Right Effort is the fuel that drives practice and its necessary change, transformation and realigning of values. It leads us through the challenges and resistance that accompany the path and the letting go of the familiar and comfortable. Without appropriate effort our practice will never develop and we won’t have the necessary resources to let go of the habitual patterns that keep us running in circles, unaware and unable to stop doing the same old thing we’ve always done. Right Effort makes the difference. It determines ultimately how far we go in uprooting the suffering and dissatisfaction in our lives and how capable we become of contributing to the reduction of global suffering.

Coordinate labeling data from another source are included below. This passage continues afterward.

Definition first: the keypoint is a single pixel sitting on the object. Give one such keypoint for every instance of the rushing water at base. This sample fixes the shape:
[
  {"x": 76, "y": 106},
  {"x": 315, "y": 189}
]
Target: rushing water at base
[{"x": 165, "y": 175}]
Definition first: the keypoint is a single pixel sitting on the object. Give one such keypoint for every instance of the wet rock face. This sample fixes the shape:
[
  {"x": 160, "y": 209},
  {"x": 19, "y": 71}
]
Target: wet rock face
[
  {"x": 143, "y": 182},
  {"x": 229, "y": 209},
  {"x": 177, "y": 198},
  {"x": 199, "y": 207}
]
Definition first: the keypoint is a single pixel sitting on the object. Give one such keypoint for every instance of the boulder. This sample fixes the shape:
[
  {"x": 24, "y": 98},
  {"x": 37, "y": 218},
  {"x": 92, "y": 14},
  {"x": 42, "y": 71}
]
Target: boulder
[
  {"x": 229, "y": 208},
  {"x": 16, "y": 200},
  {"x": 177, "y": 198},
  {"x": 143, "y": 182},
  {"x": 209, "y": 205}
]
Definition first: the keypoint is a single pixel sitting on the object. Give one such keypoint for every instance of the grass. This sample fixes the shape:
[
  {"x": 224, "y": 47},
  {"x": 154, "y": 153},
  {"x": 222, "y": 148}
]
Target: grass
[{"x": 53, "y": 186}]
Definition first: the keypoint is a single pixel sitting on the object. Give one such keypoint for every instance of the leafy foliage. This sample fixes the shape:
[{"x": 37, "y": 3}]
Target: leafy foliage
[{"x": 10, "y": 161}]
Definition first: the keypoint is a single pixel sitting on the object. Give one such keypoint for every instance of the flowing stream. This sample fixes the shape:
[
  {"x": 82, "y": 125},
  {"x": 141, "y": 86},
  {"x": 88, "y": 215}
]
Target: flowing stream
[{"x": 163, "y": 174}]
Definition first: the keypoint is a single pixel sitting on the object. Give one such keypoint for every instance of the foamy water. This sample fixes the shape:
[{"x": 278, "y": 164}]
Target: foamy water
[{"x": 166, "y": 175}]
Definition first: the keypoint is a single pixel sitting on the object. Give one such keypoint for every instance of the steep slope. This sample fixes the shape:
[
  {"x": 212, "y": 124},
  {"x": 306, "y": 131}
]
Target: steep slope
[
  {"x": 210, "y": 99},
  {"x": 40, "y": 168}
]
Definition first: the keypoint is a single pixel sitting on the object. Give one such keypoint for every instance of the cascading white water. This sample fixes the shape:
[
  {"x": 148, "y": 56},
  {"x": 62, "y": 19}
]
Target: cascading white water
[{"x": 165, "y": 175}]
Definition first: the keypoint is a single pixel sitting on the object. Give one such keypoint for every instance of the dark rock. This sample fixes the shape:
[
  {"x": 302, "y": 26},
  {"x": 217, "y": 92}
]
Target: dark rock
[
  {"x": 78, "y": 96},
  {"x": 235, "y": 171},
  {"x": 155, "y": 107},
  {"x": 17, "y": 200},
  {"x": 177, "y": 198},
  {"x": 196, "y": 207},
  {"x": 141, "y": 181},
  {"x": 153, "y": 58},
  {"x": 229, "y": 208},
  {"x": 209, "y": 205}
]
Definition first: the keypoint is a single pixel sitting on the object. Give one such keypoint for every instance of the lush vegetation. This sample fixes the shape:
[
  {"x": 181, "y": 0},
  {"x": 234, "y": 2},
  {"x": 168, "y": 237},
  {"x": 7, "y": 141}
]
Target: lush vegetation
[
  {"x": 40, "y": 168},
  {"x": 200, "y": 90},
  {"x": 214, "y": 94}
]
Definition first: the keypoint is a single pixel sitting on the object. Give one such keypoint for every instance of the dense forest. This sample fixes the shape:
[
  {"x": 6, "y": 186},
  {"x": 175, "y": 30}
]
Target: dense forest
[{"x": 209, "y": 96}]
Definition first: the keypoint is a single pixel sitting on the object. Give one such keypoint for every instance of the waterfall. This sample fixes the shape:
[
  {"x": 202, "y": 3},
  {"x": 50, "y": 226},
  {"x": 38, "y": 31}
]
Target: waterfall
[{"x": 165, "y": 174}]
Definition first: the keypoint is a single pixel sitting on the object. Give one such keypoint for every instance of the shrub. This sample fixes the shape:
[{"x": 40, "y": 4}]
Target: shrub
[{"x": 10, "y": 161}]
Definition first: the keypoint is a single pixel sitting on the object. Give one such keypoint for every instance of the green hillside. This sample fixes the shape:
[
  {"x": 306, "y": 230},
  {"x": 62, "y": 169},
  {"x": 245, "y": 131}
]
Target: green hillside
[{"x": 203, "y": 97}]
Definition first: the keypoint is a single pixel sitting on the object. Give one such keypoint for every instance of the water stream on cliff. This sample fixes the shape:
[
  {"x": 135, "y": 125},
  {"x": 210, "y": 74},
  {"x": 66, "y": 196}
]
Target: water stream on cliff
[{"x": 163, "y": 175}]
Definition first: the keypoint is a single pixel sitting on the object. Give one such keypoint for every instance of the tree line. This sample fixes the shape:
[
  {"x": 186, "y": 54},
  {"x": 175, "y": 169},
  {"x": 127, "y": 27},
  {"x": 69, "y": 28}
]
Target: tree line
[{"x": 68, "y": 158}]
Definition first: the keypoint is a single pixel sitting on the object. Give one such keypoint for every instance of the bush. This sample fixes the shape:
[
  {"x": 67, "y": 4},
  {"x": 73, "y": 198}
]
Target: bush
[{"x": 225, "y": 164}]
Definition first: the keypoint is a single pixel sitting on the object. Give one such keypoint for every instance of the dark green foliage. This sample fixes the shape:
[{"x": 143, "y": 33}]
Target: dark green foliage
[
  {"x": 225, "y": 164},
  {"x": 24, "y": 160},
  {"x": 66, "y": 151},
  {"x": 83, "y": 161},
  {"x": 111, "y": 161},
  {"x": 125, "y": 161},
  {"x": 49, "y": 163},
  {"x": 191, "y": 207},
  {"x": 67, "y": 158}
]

Looking at the fourfold path: lusty defilements
Within earlier Buddhist teachings Right effort was divided into four pragmatic categories (gotta love those lists). They are;

1.      To prevent the arising of unarisen unwholesome states
2.      To abandon unwholesome states that have already arisen
3.      To arouse wholesome states that have not yet arisen
4.      To maintain and perfect wholesome states already arisen

(Bhikku Bodhi, 2008)

When I read these lines the first time I was rather amused by the author’s choice of words. I actually enjoyed reading Bhikku Bodhi's traditional Theravada take on The Noble Eightfold Path, although to me it reveals much of what is wrong with more traditional representations of Buddhist teachings. In rereading his chapter on Right Effort in preparation for this blog post, I was struck by his use of the terms 'defilements' and 'lust' on repeated occasions. What wonderful words! They seem to come straight out of the bible, or the Koran.
I've written in previous posts of words as suggestive symbols that entice often unintended subjective meaning and interpretation from readers and listeners. Yet, words are also keys that unlock doors of understanding, awareness and consciousness. Like all keys, words also close doors, as well as confuse and misdirect. I would hazard a guess that the words defilement and lust fail to open the appropriate doors intended along the eightfold path for most folk from my generation. Lust just happens to be the name of perfumes by both Sex and the City (I’m not kidding, TV programmes now produce fragrance for the more daring and chic) and Lush, and Defilement inspires, at least for me, thoughts of a dodgy S and M porno. Even the word wholesome is iffy, sounding like something you'd eat, rather than examine on the meditation cushion. Needless to say, I shall avoid using such terms below, or at least have them accompanied by more user-friendly words.